El mundo en 2050, es el título del informe llevado a cabo por PwC, que calcula el peso de las 22 mayores economías del planeta por paridad de poder adquisitivo y el PIB a precios de mercado. PwC pronostica el liderazgo de China dentro de siete años y todo ello, advierte, pese al freno que supone la política de "hijo único" aplicada en los últimos 30 años para la actividad productiva nacional o la actual política industrial de imitación frente al desarrollo de la innovación. Pronostica también que en el año 2050 la economía china será un 57% superior a la estadounidense.
Sin embargo, el analista y profesor de la Academia China de Ciencias Sociales, Yi Xianrong, en una entrevista concedida a DEIA, subraya que este tipo de estudios no es "significativo e importante ya que por lo general el ranking está basado en las cifras del PIB, que en China está creciendo de forma estable en los últimos años".
Para Yi, todavía queda un largo camino por recorrer para llegar al PIB per cápita de países desarrollados como Japón y EEUU, por lo que se deben poner más esfuerzos en el ajuste de la estructura económica y la mejora del bienestar público.
comercio exterior
Una economía esclava de sus exportaciones
Además, este estudioso también hace referencia a las exportaciones chinas, que en 2010 crecieron el 31,3% y se situaron en 1,58 billones de dólares, mientras que las importaciones chinas se situaron en el 38,7% hasta llegar a los 1,39 billones de dólares, proporcionando unos ingresos aduaneros de 189.900 millones de dólares.
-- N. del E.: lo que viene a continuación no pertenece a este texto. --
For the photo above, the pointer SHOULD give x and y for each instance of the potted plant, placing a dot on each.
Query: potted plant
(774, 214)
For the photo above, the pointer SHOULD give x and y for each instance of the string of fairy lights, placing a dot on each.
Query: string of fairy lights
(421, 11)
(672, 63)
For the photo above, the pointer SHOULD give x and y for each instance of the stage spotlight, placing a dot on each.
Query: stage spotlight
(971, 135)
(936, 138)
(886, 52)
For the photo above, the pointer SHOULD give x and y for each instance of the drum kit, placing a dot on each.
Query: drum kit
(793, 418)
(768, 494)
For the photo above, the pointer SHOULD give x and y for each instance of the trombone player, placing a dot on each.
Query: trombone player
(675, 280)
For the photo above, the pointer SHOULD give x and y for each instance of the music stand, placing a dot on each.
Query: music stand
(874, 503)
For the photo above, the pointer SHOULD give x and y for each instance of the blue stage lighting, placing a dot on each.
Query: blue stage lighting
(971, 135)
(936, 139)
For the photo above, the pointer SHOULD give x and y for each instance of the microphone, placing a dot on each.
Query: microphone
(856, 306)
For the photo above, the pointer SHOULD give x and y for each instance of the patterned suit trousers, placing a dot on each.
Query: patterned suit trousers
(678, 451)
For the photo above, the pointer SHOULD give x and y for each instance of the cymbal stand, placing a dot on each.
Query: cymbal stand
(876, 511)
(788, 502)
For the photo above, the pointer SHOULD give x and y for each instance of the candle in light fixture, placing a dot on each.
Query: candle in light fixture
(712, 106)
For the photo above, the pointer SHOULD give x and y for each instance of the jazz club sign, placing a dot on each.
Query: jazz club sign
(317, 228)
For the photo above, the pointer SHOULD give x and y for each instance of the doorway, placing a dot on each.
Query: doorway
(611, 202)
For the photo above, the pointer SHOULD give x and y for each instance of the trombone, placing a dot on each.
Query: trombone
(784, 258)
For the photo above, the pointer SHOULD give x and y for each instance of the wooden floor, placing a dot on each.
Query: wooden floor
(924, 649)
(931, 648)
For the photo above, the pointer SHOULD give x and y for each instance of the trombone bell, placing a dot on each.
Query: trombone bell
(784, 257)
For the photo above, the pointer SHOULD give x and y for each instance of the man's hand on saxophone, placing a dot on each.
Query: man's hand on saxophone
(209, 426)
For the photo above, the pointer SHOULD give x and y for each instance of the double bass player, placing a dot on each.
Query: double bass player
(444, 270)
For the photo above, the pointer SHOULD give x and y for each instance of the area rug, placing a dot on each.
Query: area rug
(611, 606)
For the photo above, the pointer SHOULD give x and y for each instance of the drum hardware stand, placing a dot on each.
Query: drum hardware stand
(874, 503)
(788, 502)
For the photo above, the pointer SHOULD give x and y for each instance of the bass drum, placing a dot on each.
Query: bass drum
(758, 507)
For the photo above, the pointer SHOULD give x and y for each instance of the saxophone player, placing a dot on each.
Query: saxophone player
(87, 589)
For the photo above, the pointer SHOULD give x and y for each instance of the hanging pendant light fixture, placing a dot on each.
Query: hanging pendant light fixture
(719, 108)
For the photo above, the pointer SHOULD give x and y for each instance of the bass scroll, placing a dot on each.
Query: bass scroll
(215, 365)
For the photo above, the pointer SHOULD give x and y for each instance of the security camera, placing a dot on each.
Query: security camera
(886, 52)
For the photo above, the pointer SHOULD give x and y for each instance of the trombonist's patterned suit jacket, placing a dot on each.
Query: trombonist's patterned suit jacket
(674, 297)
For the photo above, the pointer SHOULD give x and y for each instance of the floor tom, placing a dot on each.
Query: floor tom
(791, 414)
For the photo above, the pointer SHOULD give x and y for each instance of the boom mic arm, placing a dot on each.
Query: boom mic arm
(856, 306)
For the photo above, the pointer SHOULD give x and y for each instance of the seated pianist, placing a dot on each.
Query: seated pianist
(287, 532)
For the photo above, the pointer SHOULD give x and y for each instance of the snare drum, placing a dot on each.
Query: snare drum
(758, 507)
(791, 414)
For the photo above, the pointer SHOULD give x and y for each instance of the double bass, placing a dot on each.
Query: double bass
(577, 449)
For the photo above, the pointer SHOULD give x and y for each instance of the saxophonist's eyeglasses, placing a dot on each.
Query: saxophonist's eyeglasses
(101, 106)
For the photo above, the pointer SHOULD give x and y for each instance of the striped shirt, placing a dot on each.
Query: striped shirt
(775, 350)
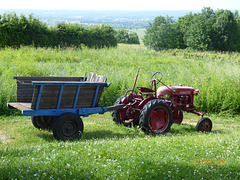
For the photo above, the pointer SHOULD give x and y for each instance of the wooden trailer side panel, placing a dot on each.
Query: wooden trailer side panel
(25, 88)
(50, 96)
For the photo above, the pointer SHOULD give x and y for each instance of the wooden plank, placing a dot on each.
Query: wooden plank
(25, 88)
(68, 97)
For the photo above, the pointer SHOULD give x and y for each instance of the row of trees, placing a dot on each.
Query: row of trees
(127, 37)
(208, 30)
(16, 31)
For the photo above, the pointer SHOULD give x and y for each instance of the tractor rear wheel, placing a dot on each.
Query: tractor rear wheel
(68, 126)
(204, 125)
(177, 116)
(121, 117)
(156, 117)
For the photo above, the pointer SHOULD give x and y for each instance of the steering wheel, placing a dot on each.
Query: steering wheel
(155, 77)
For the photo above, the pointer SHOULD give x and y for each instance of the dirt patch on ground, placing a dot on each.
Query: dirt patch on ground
(4, 138)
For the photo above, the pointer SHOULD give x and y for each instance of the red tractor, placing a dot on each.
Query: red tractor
(154, 110)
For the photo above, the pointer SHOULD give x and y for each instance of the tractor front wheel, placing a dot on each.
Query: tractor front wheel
(156, 117)
(204, 125)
"Aunque China es el número uno en exportaciones en el mundo tras superar a Alemania, debemos considerar la contribución de estas al crecimiento económico. Debemos hacer nuestros productos más innovadores y cualificados para satisfacer la demanda internacional, y no centrarnos solo en la lucha de precios. Además, el desarrollo de la economía china depende en su mayor parte de la exportación, por lo que el Gobierno chino debe reajustar la estructura económica para reequilibrar todos los sectores económicos", puntualiza Yi.
Y es que aunque muchos califican 2010 como "extraordinario" para el desarrollo de China, estos solo citan retos como las complicadas condiciones económicas domésticas e internacionales o los desastres naturales. Sin embargo, nada dicen de otros desafíos pendientes como los avances en la libertad de expresión, en la censura, en el respeto a los derechos humanos o en la reducción del número de condenados a pena de muerte en el gigante asiático.
Son aspectos que no cotizan en el terreno económico. Ni inquietan a los directivos de las empresas que hacen negocios con China. Tampoco a los gobiernos.